Object First, which can technically work with other backup software but is optimized for Veeam, offers a 128 TB box and a 90 TB version. Users can scale linearly -- up to half a petabyte -- so every time they add a box, it doubles the throughput speed, Bennett said.
The company worked closely with Veeam product management in developing the appliance, according to Timashev. Object First uses object storage APIs that Veeam developed for its partners. The hardware also uses the direct-to-object feature of the upcoming Veeam Backup & Replication v12, which transfers data to the appliance through the S3 protocol.
Object storage is appealing for backup because of cost, scalability and immutability, Timashev said.
Object First executives say they aren't worried about the size of the company's target customer base. About 50% of Veeam's revenue and most of its 450,000 customers fall into the midmarket category, which features an employee range of 500 to 10,000 employees, according to Timashev.
Veeam partners with object storage providers including Cloudian, MinIO and Scality, which focus on large enterprises, not the midmarket, Timashev said.
Object First, which is a separate company not affiliated with Veeam, plans to release pricing details in July. The company aims to have 20 to 30 beta customers, according to Bennett.
General availability, through channel partners, is expected in late 2022.
A 'First' for Veeam founders
Object First marks the first company launch for Timashev and Baronov following the sale of Veeam to Insight Partners in 2020, when the co-founders stepped down from their executive positions with the backup vendor. They both continue to serve as consultants to Veeam, and neither has an executive title at Object First.
Timashev and Baronov have a couple of other projects in the works, but Object First is the only one related to Veeam or data management.
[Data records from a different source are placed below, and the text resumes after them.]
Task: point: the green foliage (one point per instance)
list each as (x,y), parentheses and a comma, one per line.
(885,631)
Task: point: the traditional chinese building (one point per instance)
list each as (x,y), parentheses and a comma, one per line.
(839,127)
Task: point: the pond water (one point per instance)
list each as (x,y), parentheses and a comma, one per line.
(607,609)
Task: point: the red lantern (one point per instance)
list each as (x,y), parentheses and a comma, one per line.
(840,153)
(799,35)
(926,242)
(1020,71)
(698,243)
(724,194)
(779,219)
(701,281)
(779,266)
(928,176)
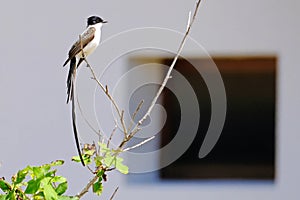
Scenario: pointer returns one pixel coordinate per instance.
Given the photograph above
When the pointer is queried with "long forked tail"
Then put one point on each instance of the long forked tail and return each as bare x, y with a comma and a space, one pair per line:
75, 132
71, 80
70, 92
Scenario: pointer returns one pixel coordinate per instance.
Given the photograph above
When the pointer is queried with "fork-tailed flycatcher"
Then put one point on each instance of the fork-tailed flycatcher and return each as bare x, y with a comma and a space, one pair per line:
88, 42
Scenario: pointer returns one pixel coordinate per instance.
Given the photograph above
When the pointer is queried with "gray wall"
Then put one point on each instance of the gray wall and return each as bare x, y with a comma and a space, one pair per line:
35, 121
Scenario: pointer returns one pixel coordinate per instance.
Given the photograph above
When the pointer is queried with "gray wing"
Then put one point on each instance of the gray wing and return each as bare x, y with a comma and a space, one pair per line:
86, 37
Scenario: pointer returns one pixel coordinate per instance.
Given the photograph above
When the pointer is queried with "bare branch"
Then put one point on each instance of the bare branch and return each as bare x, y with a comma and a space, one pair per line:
190, 23
87, 187
140, 144
113, 195
111, 135
134, 115
85, 119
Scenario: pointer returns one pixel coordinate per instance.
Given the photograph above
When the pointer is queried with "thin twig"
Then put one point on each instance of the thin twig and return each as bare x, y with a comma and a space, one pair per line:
111, 135
134, 115
123, 123
190, 23
85, 119
139, 144
113, 195
87, 187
They incorporated Object First about two years ago and have invested $12.5 million in seed funding to start the company, which Timashev said will last through the end of 2023. Timashev noted that he and Baronov started Veeam with a $5 million investment.
Bennett, previously the CEO at Axcient and chief revenue officer at Webroot, joined Object First a couple of months ago. Object First has about 70 employees, including part-time staff.